Broadly speaking, there are two types of life insurance: Term and permanent. Permanent insurance allows the policy owner access to the reserve the insurance company maintains to pay the expected death benefit with – usually called the policy’s “cash value.” Term insurance is only in force for a certain length of time and has a different application than permanent insurance. The policy expires at the end of the term, and there is no residual life insurance benefit.

Term insurance

Term insurance is designed to be very affordable for young people. However, premiums increase as you get older. There’s no cash value that accumulates within term policies – at least none that the policy owner has access to. However, that disadvantage is more than offset for most people by the sheer affordability of the policy.

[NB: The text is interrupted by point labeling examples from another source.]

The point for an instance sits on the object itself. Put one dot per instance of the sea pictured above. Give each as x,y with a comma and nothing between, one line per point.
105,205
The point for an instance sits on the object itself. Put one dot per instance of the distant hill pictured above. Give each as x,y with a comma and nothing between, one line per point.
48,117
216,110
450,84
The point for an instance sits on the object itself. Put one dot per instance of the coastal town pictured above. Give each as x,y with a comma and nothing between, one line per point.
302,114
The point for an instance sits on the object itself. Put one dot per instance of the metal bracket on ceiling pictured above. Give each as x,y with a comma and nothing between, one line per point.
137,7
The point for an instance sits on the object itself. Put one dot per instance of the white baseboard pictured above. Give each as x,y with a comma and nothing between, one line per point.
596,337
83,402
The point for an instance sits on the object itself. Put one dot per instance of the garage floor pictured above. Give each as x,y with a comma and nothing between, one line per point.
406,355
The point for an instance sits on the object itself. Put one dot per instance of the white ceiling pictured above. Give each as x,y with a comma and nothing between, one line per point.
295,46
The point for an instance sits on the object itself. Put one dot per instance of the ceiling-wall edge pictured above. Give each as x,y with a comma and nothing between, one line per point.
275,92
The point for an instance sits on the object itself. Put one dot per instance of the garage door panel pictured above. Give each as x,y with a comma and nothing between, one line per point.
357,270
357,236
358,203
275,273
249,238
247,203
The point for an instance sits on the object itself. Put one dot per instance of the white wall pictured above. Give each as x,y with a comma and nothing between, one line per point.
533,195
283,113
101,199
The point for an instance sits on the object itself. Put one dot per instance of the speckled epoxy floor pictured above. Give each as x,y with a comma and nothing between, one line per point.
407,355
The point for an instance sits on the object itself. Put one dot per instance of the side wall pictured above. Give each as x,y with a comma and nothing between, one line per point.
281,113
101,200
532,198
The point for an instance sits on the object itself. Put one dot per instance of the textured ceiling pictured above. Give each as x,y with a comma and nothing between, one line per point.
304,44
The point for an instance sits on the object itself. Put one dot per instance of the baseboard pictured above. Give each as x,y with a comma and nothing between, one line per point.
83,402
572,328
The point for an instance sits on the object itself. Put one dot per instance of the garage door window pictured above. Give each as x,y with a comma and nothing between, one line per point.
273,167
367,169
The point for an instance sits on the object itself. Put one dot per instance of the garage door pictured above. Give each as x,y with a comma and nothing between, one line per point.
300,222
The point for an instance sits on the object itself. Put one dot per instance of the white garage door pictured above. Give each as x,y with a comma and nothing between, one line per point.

Because you can buy a very large death benefit for a very low monthly premium, term is often the preferred solution for younger people buying their first policy to protect their families. If the insured is in good health, a monthly premium between $20 and $100 is often enough to replace 10 to 20 years of full-time income in the event the insured dies.

You can buy a policy with an annually increasing premium, a five-year level premium, a 10-year level term and even a 20-year level premium.

At the end of the term, your premium will increase.

Most experts recommend buying a policy that’s non-cancelable and guaranteed renewable. That means that the insurance carrier cannot cancel your policy, and you can renew your policy at the end of your initial term, regardless of your medical status. The insurance company can only charge you the premium they charge other people your age at the rating you were when you bought the policy.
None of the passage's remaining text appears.